Een analogie om uit te leggen waarom de celgrootte beperkt is?

Stel je een bruisende stad voor. De stad heeft een centrale hub waar alle belangrijke diensten zich bevinden - het stadhuis, het postkantoor, de brandweerkazerne, enz. Deze centrale hub is als de kern van een cel.

Stel je nu voor dat de stad begint te groeien. Er gaan meer mensen in, er worden meer gebouwen gebouwd en de stad breidt zich uit naar buiten. De afstand tussen de huizen van mensen en de centrale hub neemt toe.

Dit is zoals wat er gebeurt als een cel groter wordt. De afstand tussen het buitenmembraan van de cel (de rand van de stad) en de kern (de centrale hub) wordt groter. Deze afstand maakt het voor de kern moeilijker om signalen en middelen naar de rest van de cel te sturen. Het is alsof je probeert informatie of benodigdheden in een grote stad te krijgen - het duurt langer en wordt moeilijker.
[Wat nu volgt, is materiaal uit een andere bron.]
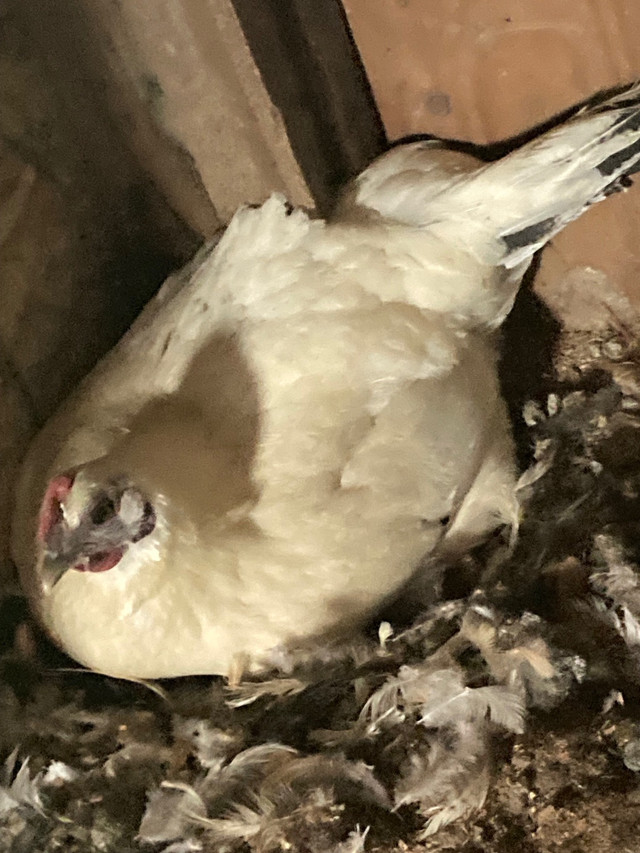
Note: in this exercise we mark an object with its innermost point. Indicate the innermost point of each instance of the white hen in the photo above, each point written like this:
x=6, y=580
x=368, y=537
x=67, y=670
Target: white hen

Uiteindelijk wordt de stad te groot voor de centrale hub om effectief te beheren. De diensten worden overweldigd en de stad begint te misleiden.

Evenzo, als een cel te groot wordt, kan de kern niet efficiënt bieden wat de cel nodig heeft. De processen van de cel vertragen en wordt minder efficiënt. Uiteindelijk kan de cel sterven.

Daarom moet, net zoals een stad een beheersbare grootte is voor efficiënt functioneren, een cel ook klein genoeg moet zijn om de kern effectief te beheren.